Curacao to Aruba
05 March 2008 | Aruba
A scuffle seems to be brewing between Colombia and Ecuador/Venezuela. From what we hear the Colombian government hit the FARC but crossed the border into Ecuador doing it. Ecuador began shouting foul and now Chavez is grandstanding as well. Not what you like to hear just before transiting the waters at the Venezuela Colombia border.
The trip from Curacao to Aruba is a bit further than the hop to Curacao from Bonaire so we began getting the boat ready at 06:30 this morning. It is about 90 nautical miles from hook to hook and we were shooting for an arrival before 17:00. As can happen in a crowded anchorage the boat in front of us was floating on top of our anchor. They were helpful though and when we hailed them the master got up and hauled on his anchor chain in his underwear until we could bring our anchor up.
We motored out of Spanish Water in the quiet of early morning. It made me think how much of a difference one transit of an area makes to your knowledge and confidence when piloting.

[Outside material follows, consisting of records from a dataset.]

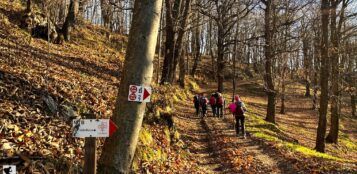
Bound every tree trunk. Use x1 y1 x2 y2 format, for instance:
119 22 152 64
100 0 113 28
179 43 186 88
217 21 225 92
191 13 201 76
303 38 311 97
326 0 347 144
170 0 191 83
280 64 286 114
25 0 32 13
232 21 239 102
98 0 162 174
315 0 330 152
160 0 175 84
62 0 78 41
312 32 320 110
351 92 357 118
264 0 276 123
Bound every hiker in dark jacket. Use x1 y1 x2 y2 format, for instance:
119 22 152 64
234 95 247 138
193 94 200 115
200 93 208 117
216 92 224 117
209 93 217 117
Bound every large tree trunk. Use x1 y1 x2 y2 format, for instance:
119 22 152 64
351 93 357 118
312 32 320 110
264 0 276 123
98 0 162 174
179 44 186 88
62 0 78 41
100 0 113 28
191 13 201 76
160 0 175 84
160 0 180 84
170 0 191 83
326 0 347 144
25 0 32 13
303 38 311 97
315 0 330 152
217 21 226 92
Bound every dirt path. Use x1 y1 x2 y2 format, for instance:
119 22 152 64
175 98 297 173
175 105 221 173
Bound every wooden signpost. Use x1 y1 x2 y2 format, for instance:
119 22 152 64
73 114 118 174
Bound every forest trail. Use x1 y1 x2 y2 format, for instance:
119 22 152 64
175 81 297 173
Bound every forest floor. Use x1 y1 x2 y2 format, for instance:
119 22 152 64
175 80 356 173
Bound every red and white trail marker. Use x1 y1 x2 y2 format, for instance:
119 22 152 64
73 119 118 138
128 85 152 102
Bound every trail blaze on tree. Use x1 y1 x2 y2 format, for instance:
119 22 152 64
98 0 162 173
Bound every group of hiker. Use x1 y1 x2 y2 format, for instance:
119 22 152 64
193 92 224 117
193 92 247 138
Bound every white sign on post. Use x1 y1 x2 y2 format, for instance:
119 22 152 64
73 119 117 138
128 85 152 102
2 165 16 174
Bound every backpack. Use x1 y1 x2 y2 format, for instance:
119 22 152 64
193 95 199 105
236 102 244 116
209 95 216 105
217 96 224 106
200 97 207 106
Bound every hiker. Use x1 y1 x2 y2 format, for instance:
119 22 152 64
200 92 208 117
193 94 200 115
209 93 217 117
233 95 247 138
216 92 224 117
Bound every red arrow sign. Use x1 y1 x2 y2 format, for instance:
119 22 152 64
109 119 118 136
143 88 150 100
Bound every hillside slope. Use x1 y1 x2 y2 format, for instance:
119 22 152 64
0 1 199 173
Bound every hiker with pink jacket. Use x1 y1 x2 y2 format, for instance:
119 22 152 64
228 95 247 138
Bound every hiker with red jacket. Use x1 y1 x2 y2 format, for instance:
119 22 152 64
216 92 224 117
200 92 208 117
233 95 247 138
209 93 217 117
193 94 200 115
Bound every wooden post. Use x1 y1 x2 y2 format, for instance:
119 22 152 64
83 114 97 174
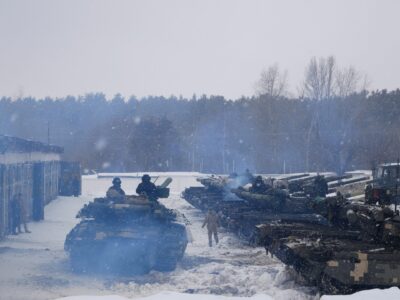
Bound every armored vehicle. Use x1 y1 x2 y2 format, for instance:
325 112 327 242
365 162 400 205
64 178 188 275
257 190 400 294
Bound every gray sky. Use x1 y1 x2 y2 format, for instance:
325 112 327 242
0 0 400 99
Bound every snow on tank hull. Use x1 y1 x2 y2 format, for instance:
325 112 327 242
65 220 187 274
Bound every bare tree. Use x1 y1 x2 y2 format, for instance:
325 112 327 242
335 66 362 97
302 56 336 100
256 63 288 97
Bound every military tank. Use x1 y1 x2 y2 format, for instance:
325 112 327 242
64 178 188 275
257 189 400 294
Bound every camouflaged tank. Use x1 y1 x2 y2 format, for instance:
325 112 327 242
257 195 400 294
64 178 188 275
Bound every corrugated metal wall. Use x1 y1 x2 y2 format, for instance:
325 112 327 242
0 161 60 238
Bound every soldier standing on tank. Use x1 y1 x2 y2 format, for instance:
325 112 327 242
106 177 125 201
136 174 157 201
201 209 219 247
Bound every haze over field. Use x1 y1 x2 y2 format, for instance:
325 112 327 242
0 0 400 99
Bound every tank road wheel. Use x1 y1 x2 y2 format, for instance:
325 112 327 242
319 274 356 295
155 257 178 272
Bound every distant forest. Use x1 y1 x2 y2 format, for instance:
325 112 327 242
0 90 400 173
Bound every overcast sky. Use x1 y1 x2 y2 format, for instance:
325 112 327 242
0 0 400 99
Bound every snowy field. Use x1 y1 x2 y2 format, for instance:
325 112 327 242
0 173 400 300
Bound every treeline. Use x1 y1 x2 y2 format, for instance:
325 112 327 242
0 90 400 173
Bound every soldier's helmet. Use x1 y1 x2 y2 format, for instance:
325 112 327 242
113 177 121 185
142 174 151 182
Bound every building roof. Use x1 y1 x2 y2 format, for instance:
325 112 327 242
0 135 64 154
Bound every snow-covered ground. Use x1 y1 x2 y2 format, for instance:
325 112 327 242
0 174 400 300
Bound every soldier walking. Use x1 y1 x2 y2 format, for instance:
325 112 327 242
201 209 219 247
16 193 31 233
11 195 21 235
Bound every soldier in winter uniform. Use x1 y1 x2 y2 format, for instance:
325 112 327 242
106 177 125 201
201 209 219 247
136 174 157 201
15 193 30 233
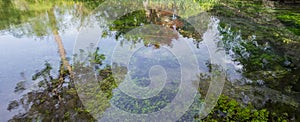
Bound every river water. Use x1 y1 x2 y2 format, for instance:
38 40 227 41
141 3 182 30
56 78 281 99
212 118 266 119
0 0 299 121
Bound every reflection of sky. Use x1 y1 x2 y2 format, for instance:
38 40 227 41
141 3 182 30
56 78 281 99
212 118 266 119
0 29 77 120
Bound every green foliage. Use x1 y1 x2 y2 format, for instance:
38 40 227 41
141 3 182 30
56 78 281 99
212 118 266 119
204 95 270 122
277 10 300 36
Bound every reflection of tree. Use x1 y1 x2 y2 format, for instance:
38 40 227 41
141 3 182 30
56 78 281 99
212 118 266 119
8 52 124 121
110 9 206 48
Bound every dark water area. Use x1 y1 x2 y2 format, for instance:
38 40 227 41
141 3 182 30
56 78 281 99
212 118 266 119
0 0 300 121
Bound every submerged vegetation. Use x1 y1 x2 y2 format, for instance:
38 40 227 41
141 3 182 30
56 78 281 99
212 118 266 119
0 0 300 121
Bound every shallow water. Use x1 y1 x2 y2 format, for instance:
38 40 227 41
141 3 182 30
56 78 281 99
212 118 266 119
0 0 299 121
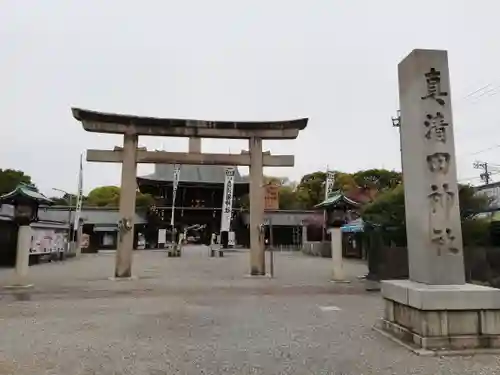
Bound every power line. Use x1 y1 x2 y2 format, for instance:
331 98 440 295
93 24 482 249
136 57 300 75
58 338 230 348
462 82 493 99
473 161 491 185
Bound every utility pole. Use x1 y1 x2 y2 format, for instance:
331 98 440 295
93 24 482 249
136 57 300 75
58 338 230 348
473 161 491 185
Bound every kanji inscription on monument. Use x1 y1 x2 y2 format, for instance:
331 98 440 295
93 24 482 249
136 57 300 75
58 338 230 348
399 50 465 284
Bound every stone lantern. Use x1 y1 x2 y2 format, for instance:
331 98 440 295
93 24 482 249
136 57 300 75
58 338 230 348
0 183 53 287
315 191 360 282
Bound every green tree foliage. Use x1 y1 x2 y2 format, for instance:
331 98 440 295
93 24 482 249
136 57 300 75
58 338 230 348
362 185 405 227
0 168 32 195
85 186 154 208
352 169 403 192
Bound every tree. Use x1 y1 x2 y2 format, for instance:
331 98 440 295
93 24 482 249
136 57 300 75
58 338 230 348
0 168 32 195
362 185 490 243
87 186 120 207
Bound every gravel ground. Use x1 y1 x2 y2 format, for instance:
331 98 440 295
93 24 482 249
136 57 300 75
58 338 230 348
0 247 500 375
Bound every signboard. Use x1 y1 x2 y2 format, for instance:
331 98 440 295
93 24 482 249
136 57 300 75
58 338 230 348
158 229 167 244
227 232 236 247
264 184 280 210
30 229 65 255
80 233 90 249
220 167 236 232
325 171 335 200
170 164 181 228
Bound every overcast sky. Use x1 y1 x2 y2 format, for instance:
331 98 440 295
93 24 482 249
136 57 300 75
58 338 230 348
0 0 500 195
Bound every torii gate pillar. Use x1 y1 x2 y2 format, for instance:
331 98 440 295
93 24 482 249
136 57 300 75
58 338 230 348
249 137 266 276
115 134 138 278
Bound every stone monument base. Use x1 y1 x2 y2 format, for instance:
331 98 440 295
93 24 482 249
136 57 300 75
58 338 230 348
376 280 500 355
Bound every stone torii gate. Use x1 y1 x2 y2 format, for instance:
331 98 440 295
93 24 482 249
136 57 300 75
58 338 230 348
72 108 308 278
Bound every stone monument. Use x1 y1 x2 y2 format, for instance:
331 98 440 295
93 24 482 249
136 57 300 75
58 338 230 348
379 50 500 354
72 108 308 279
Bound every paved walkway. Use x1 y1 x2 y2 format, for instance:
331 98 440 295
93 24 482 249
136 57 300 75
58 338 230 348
0 247 500 375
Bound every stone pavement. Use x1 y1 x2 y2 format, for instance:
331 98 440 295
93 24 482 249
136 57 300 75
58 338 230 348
0 247 500 375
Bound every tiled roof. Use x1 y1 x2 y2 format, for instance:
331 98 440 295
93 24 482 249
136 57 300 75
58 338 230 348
138 164 248 184
314 194 360 208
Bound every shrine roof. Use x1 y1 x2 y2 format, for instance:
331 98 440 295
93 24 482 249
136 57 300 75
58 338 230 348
0 183 53 204
71 108 308 139
137 164 248 184
314 192 361 208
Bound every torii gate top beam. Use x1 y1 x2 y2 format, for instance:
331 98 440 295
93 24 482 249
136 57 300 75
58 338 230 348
71 108 308 139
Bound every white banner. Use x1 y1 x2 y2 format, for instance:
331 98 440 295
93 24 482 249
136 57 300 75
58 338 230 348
30 228 64 255
220 167 236 232
170 164 181 227
70 154 83 232
325 171 335 200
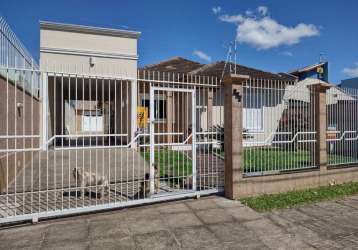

No matter how much you read about a place it never amounts to more than a sliver of the experience of actually passing through even just once. You still stay all over the sounder and keep a careful watch but you are in a very different place the second pass. The entrance to Spanish Water is particularly beautiful and I appreciated it much more on the way out.
It was a scattered cloud day, as it has been for most of the last month or so. We put up the main and rolled out the jib but didn't have enough wind to kill the starboard engine and still make our arrival target.
As we came up to Willemstad a rather large USCG cutter announced itself. Bush's answer to Chavez threatening Colombia? I know they don't like folks passing close in the homeland so I asked if they minded if we stayed on the same tack passing just off their stern. Not a problem came the courteous reply.
The seas became mixed as we got out from behind Curacao with some south and west in the wave pattern. It had also become pretty overcast with clouds streaming off of Curacao. We just kept motor sailing at 8-10 knots, put in a jibe and after nine hours of fairly eventless sailing we reached Oranjestad well up the industrial coast of Aruba.
The port of Oranjestad is more or less the bit of coast running along behind an extended sandy reef area. You can enter from the north or the south but the big cruise ships seem to come and go to the north. Oranjestad is a working port and has a small container facility and room for about five cruise ships. The bad news is that this is where you are required to tie up your little plastic boat to clear in.
Upon arrival you must announce yourself to the harbor control so that they can tell you where to go and ensure that you don't get creamed by a tanker or the like. After attaching to the 6 foot high concrete dock you await immigration whom the harbor master has already called for you. After immigration you walk over to customs to clear there. Once in you get permission to leave again and make way to the Renissance Marina, which is about the only place to park a yacht in Aruba.
The marina is nice though and the staff are great. There are some skinny spots in the marina area that deeper draft vessels will have to creep around. The swell gets into the marina a bit.
If you like being in the middle of things, this is your marina. It is pretty much the center of Aruba. Restaurants everywhere within walking distance, a casino across the street, and as a Renaissance guest you have access to the private island and the hotel facilities.
Since we started looking into the whole circumnavigation thing, Hideko and I have had a fun time trying to find Asian participants in the cruising world. You don't find too many. About a year ago some Internet friends on a Switch catamaran introduced us, remotely to Wakamizu and crew, a Japanese flagged and crewed Lagoon 470. They are bound for Japan from Spain. Hideko had kept in touch with the skipper and over the last few weeks our courses have been converging. A week or so ago we decided to try to meet up in Aruba.
As we motored into the marina we saw Wakamizu for the first time. They were not only in the best spot in the marina but they had saved up the spot on the end of the T right in front of them. They were waiting on the dock to help us tie up. It was so great to meet them after all of the time chatting over the Internet. We shared a bottle of champagne and stayed up late (for us anyway) sharing sailing stories and talking about the places we'd been and where we were going.